Venice is a great city to spend exactly 2 days in. There is a lot of walking involved in Venice and so.many.stairs. I feel like no one bothered to warn me that anytime you go over a canal, you have to climb way more stairs than feels necessary. But its so small that you can get a solid feel for it in 2 days.
We woke up early and got poppin' on our to-do list that Luigi had so nicely mapped out for us. Most of the things we saw were just big religious buildings, which (again) doesn't really get me all jazzed. But I understood the beauty. I was shocked by the really poor condition of most of the buildings. Chipped paint, exposed cracked plaster - it was so upsetting, because it makes me want to buy one and spend my days fixing it up. But even in those crappy conditions, these buildings cost bajillions of dollars. Sigh.
One of our first adventures was to Piazza San Marco. Venice is a city that has completely dedicated itself to the tourist trade and so on most streets there are signs telling you exactly how to get to all the biggest tourist attractions. It is SO useful (also Venice is like a triwizard cup maze, without those signs people would probably just get lost forever). So we got to San Marco in record time and since we got there really early (like 8:30 AM) we were able to go right up to the top of the bell tower. Fun fact, all the roofs in Venice are red.
Piazza San Marco is pretty during the day, but you should really go at night to listen to all the bands play. And then it was on to more buildings - but mostly the Teatro La Fenice. Which is the main character in one of my favorite books. You should go in and just see the book store, its totally worth it and you can get an idea of how totally gorgeous the place is, post-fire. Or, you know, go see an Opera.
After all this outdoor walking it was time for some indoor time - at the Peggy Guggenheim, natch. Basically she collected art in her gorgeous house and when she died - they made the house an art museum, full of all her art. The best part is all of the pictures of the house when she was living in it with all of the art on the walls. That is exactly the kind of crazy old lady I want to be.
Also she is buried with all of her dogs (there are like 15 of them) and their names are on the gravestone. And apparently she had her own gondola and would just ride up and down the Grand Canal waving at people.
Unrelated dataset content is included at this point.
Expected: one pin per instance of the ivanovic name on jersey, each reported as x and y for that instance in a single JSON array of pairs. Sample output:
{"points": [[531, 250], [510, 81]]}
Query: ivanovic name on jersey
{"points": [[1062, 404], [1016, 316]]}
Seriously?! Best old lady ever. And her front porch view is not to be effed with.
More walking, walking, walking. Discovering that you pay more for food if you eat it outside at the cafe (boo). Finding the best sheets in the world (they have baby tigers on them!), buying lots of presents for myself (and others), and finally going back to the same bar we ate dinner in the night before to watch more soccer and drink more Beer. I know this was poor form of us but we were exhausted and hungry and didn't want to walk in circles to find something that was in our price range, had the game on and was close to where we were staying. Plus it gave me chances to take pictures of the sunset.
And then we went right to bed to get up (way too early - again) for the train. Most of the getting up early had to do with getting out of Luigi's apartment. He was a very, very, very hospitable host, but also a total European bachelor (nothing creepy happened, but we could tell he wanted his space back).
We got to the train station with our bags that had gotten MUCH heavier in Venice. Oops. We were hoping that Milan would have a bag storage place at the train station much like Venice, Rome and other cities. We get on the train and realize we know nothing about Milan. No problem, won't the Dolce and the Gabana be right there like, waiting for us?
Of COURSE not.
We get to Milan and it is raining, there is no place to check our bags that we can find, and we find out, after a half-hour wait in a line, that we are NOT in a girls-only compartment for our overnight train to Paris. Milan already had its 3 strikes and yet we were stuck there for the next 16 hours.
We haul our duffle bags around the train station for awhile deciding to wait out the rain with some gelato. NO GELATO in the WHOLE train station. Here are some other things that there aren't: wireless internet (even that you pay for), free bathrooms, televisions. What a disaster, Milan.
What there IS, is a fantastic bag store. It is apparently only in Italy (not quite true - but its only in Europe) which gave Bear and me huge fashion boners. The bags are crazy affordable for how nice they are - so we got new purses, which was awesome because then we got to carry them around ALL DAY. (Such geniuses).
Most of our day in Milan was spent walking in concentric circles near the airport looking for something/anything to do, food that wasn't gross/crazy expensive and some Effin' internet. No dice on any of them really. In retrospect we should have gotten on the trolley/tram situation and just gone somewhere, but our bags were too heavy and it was too rainy and we were pretty grouchy. So instead we wandered around and were just mad at Milan, which was far better than being mad at each other in retrospect.
Eventually we went to a cafe to get our last prosciutto and mozzarella sandwich of the trip and OF COURSE it was terrible. They put lettuce on it? wtf? So disappointing. And of course we ordered a beer without choosing a size, so we got 50 cl. beers which was way more than we wanted. So bogus.
Eventually we just went back to the train station and called the day a wash. Bear and I obviously had not packed enough books and so traded which meant she got to read The Namesake (amazing) and I was stuck reading The Summer I Turned Pretty (horrible, so horrible Blogger won't let me tag it). Lose.
Anyway - finally our train got there and we could leave Milan behind.